Panama hats are made in Ecuador. French fries are made at McDonald’s. Custom officials have not yet seized Belgian waffles, Brussel sprouts or Italian dressing. If, like the French and Swiss, you are a stickler for honesty in origin, don’t call those fall baseball playoffs “the World Series.” It’s the U.S. Series because only U.S. teams compete. The World Series is actually the World Championship Series, which Japan recently won. Incidentally, if baseball is “America’s pastime,” why are its baseballs, made by Rawlings in Costa Rica and China?
Speaking of honest names in sports, it is the Arlington Rangers and Cowboys, the New Jersey Giants and Jets. The SMU football team sports “Dallas” on its jerseys when actually the school is in University Park. In 2006, the NFL Seattle team, the Seahawks, came up with niffy title for their fans: “The 12th Man.” Apparently no one in Fog City had ever been to a football game at College Station and seen, across the stadium a huge sign: “Home of the 12th Man.” The Aggies, who had proudly used that slogan for more than a century and had trademarked it, sued. They got $140,000 for limited rights of a five-year deal. The Ags should have demanded a running back to be named later. The Indianapolis Colts started using the “12th Man” without the school’s permission. The lawsuit was settled with no money changing hands and the Colts stopped using it. One more: The City of Forth Worth hatched a cute logo for Cow Town, as it calls itself: the silhouette of the head and horns of a Texas Longhorn, rather like the logo UT has been using since forever. UT sued, but considering that Forth Worth is the home of the TCU Horn Frogs, that logo made no sense.

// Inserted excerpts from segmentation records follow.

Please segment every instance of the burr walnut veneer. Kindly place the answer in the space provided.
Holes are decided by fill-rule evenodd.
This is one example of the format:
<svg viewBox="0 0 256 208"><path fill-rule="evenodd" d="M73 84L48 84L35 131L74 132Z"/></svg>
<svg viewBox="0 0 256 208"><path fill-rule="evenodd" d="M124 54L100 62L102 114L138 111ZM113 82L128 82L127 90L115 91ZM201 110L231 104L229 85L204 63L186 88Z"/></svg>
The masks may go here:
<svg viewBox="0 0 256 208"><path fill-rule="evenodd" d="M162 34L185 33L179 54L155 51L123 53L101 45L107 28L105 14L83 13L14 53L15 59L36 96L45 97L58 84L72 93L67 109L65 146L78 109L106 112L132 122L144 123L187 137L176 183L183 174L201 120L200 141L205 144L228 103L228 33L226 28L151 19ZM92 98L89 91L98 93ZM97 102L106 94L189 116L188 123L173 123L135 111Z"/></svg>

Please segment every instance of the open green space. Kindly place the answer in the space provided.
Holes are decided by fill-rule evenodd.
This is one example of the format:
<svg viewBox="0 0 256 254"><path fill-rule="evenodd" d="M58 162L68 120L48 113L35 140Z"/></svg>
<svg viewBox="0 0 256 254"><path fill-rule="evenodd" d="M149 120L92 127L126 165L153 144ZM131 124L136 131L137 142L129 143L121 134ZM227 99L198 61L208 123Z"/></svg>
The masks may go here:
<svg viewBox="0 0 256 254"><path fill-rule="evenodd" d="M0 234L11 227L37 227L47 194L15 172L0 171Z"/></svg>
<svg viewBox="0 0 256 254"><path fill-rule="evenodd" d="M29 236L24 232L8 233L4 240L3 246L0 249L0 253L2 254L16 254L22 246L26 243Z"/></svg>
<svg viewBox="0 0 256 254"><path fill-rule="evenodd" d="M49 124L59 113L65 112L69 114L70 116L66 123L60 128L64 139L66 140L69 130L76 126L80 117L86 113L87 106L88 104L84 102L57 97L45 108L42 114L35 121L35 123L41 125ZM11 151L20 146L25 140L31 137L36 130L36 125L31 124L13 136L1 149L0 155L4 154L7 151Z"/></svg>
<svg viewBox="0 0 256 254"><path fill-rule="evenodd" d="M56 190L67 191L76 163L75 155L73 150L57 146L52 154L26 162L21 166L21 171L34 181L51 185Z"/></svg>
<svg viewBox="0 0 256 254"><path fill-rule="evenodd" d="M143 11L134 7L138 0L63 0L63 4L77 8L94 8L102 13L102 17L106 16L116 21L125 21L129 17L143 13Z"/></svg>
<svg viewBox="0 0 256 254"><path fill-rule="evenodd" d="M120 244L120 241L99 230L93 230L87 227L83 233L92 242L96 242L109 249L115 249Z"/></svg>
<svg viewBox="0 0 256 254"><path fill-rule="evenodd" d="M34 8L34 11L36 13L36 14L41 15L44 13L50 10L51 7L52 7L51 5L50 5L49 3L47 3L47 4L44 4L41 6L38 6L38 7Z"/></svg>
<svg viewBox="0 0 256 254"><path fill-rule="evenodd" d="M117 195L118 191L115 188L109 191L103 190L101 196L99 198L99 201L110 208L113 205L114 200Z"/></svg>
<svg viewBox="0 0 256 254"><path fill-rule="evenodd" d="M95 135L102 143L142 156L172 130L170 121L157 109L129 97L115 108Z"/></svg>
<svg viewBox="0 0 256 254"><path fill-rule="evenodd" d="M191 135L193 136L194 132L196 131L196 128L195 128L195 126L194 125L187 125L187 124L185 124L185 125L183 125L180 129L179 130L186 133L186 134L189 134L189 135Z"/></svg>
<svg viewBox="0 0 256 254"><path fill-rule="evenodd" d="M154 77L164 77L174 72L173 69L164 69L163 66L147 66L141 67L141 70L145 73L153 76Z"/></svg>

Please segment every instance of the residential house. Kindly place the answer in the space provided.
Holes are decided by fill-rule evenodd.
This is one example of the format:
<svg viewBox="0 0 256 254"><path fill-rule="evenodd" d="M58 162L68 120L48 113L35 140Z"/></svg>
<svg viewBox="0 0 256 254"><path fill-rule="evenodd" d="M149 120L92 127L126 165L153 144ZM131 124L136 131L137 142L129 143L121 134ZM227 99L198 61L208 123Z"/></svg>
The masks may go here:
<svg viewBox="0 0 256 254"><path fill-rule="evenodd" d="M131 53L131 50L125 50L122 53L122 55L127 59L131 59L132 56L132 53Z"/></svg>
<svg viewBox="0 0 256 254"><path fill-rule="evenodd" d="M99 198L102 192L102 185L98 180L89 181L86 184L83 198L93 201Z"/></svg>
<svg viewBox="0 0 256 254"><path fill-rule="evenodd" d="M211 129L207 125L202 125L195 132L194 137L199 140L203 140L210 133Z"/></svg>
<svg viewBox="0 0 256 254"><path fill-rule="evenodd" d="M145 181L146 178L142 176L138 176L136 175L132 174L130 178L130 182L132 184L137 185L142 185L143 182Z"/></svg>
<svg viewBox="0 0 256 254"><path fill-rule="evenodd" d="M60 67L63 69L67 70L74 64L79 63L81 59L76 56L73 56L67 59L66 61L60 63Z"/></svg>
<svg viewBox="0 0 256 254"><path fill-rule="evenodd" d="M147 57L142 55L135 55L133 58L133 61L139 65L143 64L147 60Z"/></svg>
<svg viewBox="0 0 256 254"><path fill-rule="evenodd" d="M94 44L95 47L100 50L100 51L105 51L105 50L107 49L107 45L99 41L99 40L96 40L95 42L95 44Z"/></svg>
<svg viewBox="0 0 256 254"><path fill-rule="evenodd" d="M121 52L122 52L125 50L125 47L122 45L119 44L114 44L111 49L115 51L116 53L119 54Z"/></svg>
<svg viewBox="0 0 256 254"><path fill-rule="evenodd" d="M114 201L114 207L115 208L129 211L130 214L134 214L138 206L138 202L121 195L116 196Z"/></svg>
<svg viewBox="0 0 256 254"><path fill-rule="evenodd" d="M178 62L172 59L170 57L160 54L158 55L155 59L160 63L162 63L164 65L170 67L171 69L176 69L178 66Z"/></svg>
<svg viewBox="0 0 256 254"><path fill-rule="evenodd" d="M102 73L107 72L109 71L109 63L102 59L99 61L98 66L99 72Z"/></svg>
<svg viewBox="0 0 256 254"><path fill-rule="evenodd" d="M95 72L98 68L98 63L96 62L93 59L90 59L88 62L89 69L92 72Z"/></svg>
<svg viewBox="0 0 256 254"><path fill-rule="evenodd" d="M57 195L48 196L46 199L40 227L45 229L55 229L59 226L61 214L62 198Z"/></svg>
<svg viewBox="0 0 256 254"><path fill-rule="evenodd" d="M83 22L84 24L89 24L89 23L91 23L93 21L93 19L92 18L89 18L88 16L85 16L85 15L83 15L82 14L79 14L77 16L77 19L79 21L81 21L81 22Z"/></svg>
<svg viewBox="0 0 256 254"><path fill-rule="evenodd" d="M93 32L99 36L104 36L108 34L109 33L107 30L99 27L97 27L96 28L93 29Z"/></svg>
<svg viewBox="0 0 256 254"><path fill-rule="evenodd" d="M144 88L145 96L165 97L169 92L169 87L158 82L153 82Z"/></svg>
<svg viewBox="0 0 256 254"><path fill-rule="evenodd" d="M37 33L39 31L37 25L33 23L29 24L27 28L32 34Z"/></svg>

The next time you are in a restaurant and ask for butter, if it comes in those little foilwrapped cubes, look carefully at the wrapper. It might read “Buttery Favored” or “ButterLike Spread,” but not “Champagne.” Honest in labelling gets sticky when it comes to names, like Robert Allen Zimmerman (Bob Dylan), Reginald Dwight (Elton John) and even Marion Robert Morrison (John Wayne).
Oh, as for those 2,352 bottles of Miller High Life, Belgian customs said the destruction of the cans was carried out “with the utmost respect for environmental concerns by ensuring that the entire batch, both contents and container, was recycled in an environmentally responsible manner.” Translation: “We drank it.”